Çin'de başlayıp tüm dünyayı etkisi altına alan koronavirüsünün yayılmaması için ülkemizde bir dizi tedbirler alındı. Hükümetin aldığı tedbirler arasında 65 yaş üzeri ve 20 yaş altı insanların sokaklara çıkması yasaklanırken, restoran, kafe, alışveriş merkezleri de kapatıldı. 40 gündür devam eden önlemlere bir de hafta sonları sokağa çıkma yasağı eklenince, vatandaşlar sağlıkları için evlerinden dışarı çıkamaz hale geldi. Virüs günlerinde sokağın nabzını tutmaya devam eden Egeli SABAH, evinde kalarak kendini izole eden İzmirlilerin sesine kulak verdi. Kimi yaşlı vatandaş torununu olan özlemi dile getirirken kimi sağlık çalışanı da bu zorlu dönemde evladından ayrı kalmanın üzüntüsünü yaşıyor. Bu zor dönemin vatandaşın sağduyusu ile biteceğini dile getiren İzmirliler, "Her şeyin başı sağlık" diyor.
ANNEDEN OĞLUNA MASAL
BOZKAYA Eğitim ve Araştırma Hastanesi'nde Acil Servis Hemşire Sorumlusu Nurcan Doğan, koronavirüs yüzünden eşinden ve oğlundan ayrı bir dönem yaşıyor. Kendisi mesai bitimi Bornova'daki evine giderken, eşi Erkan Doğan ve oğlu Kerem da Kemalpaşa'daki köy evlerinde kalıyor. Sağlık için evleri ayırdıklarını ifade eden Erkan Doğan, "Olağanüstü bir dönemden geçiyoruz. Eşim hastanede çalıştığı için ayrı kalıyoruz. Tabi özlem duyuyoruz ama sağlık her şeyin başında geliyor. Eşim, oğlum Kerem ile telefonla görüşüyor. Ona yatmadan masal okuyor. Ailecek virüsün bitmesini bekliyoruz" diye konuştu.
TORUN HASRETİ BİR BAŞKA
DEVLETIN korona virüs tedbirlerine uyduklarını ve güzel günleri beklediklerini belirten 65 yaşındaki Mustafa Uygun ve eşi Aliye Uygun, "Belki bir aydan fazla oldu. Evimizden dışarı çıkmıyoruz. Devletimiz korona virüsün yayılmaması için tüm tedbirleri aldığını biliyoruz. Biz de üzerimize düşeni yapıyoruz. Ama havalar ısındıkça bu zor oluyor.
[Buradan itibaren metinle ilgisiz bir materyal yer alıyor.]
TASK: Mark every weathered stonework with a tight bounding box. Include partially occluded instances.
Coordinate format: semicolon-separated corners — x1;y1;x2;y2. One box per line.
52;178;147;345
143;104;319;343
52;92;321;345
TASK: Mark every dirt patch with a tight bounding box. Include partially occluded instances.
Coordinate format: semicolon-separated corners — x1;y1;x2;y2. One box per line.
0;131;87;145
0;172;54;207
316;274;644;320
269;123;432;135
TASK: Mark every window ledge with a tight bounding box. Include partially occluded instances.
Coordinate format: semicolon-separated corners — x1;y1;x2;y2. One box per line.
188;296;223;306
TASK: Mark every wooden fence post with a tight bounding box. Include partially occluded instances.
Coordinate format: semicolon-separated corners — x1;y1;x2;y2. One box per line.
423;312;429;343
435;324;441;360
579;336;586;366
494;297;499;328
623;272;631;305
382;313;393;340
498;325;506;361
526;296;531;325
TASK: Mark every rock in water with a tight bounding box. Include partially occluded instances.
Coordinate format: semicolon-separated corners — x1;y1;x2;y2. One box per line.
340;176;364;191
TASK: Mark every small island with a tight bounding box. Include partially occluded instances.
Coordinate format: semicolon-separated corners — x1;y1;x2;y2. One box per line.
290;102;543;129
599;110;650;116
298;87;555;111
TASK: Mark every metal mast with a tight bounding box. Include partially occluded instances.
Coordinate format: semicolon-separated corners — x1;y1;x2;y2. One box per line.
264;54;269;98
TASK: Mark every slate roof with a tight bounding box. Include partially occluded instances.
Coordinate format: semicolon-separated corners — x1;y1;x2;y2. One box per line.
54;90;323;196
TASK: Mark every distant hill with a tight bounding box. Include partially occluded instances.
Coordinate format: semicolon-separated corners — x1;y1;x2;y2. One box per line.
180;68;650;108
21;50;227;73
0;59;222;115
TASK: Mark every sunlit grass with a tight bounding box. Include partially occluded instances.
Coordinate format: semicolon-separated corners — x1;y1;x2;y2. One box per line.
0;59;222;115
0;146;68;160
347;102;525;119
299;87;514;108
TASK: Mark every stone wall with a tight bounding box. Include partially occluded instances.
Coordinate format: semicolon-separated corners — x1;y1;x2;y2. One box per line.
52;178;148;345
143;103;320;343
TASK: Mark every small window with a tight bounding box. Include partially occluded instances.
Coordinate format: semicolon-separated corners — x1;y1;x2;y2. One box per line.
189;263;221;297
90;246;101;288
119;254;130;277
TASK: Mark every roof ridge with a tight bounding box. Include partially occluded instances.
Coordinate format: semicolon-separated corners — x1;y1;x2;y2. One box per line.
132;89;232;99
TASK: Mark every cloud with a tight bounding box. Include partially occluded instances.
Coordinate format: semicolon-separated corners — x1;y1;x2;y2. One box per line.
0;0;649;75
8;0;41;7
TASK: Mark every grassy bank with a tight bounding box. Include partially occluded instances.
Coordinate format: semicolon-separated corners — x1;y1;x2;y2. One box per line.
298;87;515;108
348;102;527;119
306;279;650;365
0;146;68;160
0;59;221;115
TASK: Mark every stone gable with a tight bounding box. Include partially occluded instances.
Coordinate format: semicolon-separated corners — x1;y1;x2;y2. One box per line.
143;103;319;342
Sağlık her şeyden önce geldiğinin de farkındayız. En zor olan ise torun sevgisi. Torunumuz Beren'i öpmeyi ona sarılmayı ve onunla dışarıda gezmeyi özledik. Sık sık telefonla görüntülü konuşuyoruz. İnşallah en kısa sürede bu virüs biter ve eski hayatımıza devam ederiz" dedi.
AYRI EVLERDE AYNI ÖZLEM
BORNOVA'DA oturan Hasan Delibaşer, "Ailecek zaman geçirmeyi özledik. Eşim Yeşilyurt Devlet Hastanesi'nde yoğun bakım hemşiresi. Korona virüs salgını başladığından beri neredeyse evleri ayırdık. Zaten 5 yaşındaki oğlumuz anneannesinde kalıyor. Onu korumak için ayrı kalıyoruz. Biz de evimizde sosyal mesafeyi koruyarak yaşıyoruz. Ben de esnaf olduğum için çalışıyorum. Devletimizin koymuş olduğu tedbirleri yerine getiriyoruz. Şu kötü günler geçsin de yine ailece piknik yapalım ve birlikte olalım" dedi.
BU EVDE BOŞ DURMAK YOK
SARNIÇ'TA oturan Pakize-Müminali Gürses çifti de, karantina günlerini torunları İnci, Ece ve Eda ile daha çok vakit harcayarak geçiriyor. Evde kal çağrısında bulunan Pakize Gürses, "Okulların kapalı olmasıyla torunlarla daha çok vakit geçiriyoruz. Kimi zaman kitap okuyor, kimi zaman çiçekleri suluyor kimi zaman da oyunlar oynuyoruz. Virüsün bitmesiyle hep birlikte pikniğe gideceğiz" diyor.
'OKULU ÖZLEDİM'
11 yaşındaki beşinci sınıf öğrencisi Eylül Yüksel, "En çok okulumu, öğretmenlerimi ve tabi ki arkadaşlarımı özledim. Evde bu kadar uzun kalınca okulun kıymetini daha iyi anladım. Okulda arkadaşlarımla vakit geçirmeyi özledim" ifadesini kullandı.